La vieille église anglicane St. Thomas à Old Road Town, aux épais murs de pierre et au cimetière caraïbe tranquille

Ce que j’ai trouvé plus émouvant se trouvait en haut de la colline derrière le village : les gravures rupestres kalinago de Carib Rock, où le peuple autochtone qui vivait sur l’île avant l’arrivée des Européens a laissé des pétroglyphes gravés dans le basalte noir. Les images — visages, figures, symboles dont les significations ne sont pas pleinement comprises — sont censées précéder la colonie anglaise de plusieurs générations. Elles sont gravées dans de grands rochers, dans un champ au-dessus du bourg, et le paysage environnant de collines vertes et d’eau bleue leur donne un contexte qui paraît approprié : elles furent faites par des gens pour qui ce lieu était simplement un foyer, non un territoire à revendiquer et à rebaptiser.

Le contraste entre le mémorial bien documenté de l’église et la présence anonyme, largement inexpliquée, des pétroglyphes dit quelque chose sur l’histoire de qui est consignée, sous quelle forme et avec quel soin.

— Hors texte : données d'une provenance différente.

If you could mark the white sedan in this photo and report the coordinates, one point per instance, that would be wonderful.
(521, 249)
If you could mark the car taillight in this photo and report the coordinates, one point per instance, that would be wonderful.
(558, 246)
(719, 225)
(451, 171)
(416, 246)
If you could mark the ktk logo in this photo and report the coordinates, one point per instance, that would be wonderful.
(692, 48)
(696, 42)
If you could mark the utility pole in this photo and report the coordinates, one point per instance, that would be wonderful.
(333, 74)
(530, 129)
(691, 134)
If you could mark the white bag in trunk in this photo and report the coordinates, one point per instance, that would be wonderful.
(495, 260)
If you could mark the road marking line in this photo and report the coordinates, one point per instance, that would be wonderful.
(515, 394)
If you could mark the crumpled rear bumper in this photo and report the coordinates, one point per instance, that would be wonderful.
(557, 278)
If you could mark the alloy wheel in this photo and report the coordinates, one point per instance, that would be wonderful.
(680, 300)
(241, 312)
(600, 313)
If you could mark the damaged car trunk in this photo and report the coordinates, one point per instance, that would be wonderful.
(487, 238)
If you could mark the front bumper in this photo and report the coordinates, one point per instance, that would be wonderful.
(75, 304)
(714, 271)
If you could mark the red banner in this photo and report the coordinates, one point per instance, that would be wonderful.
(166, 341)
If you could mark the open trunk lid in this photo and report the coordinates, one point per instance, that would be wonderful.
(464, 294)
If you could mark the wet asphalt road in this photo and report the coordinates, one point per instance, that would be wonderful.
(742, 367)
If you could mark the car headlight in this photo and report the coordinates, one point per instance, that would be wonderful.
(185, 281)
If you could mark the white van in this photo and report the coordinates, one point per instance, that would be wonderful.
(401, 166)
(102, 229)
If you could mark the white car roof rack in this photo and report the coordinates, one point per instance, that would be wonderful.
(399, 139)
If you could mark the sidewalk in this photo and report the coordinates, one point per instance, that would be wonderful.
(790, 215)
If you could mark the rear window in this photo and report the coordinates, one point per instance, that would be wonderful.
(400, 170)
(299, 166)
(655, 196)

Pétroglyphes kalinago gravés dans le basalte noir de Carib Rock, au-dessus d'Old Road Town

Romney Manor, à courte distance en voiture d’Old Road Town, occupe les terres d’une ancienne plantation sucrière et abrite aujourd’hui Caribelle Batik, un atelier qui produit des tissus batik faits main depuis les années 1970. Les jardins valent l’arrêt, que vous achetiez du tissu ou non — un saman dans la cour, vieux dit-on de 350 ans, dont la canopée s’étend sur la majeure partie du jardin, a la présence de quelque chose qui observe depuis assez longtemps pour avoir des opinions.

Quand y aller : Toute l’année. L’église et le site des pétroglyphes se visitent le mieux le matin, avant que la chaleur du jour ne monte. À combiner avec la forteresse de Brimstone Hill et Romney Manor pour une journée complète le long de la côte sous le vent.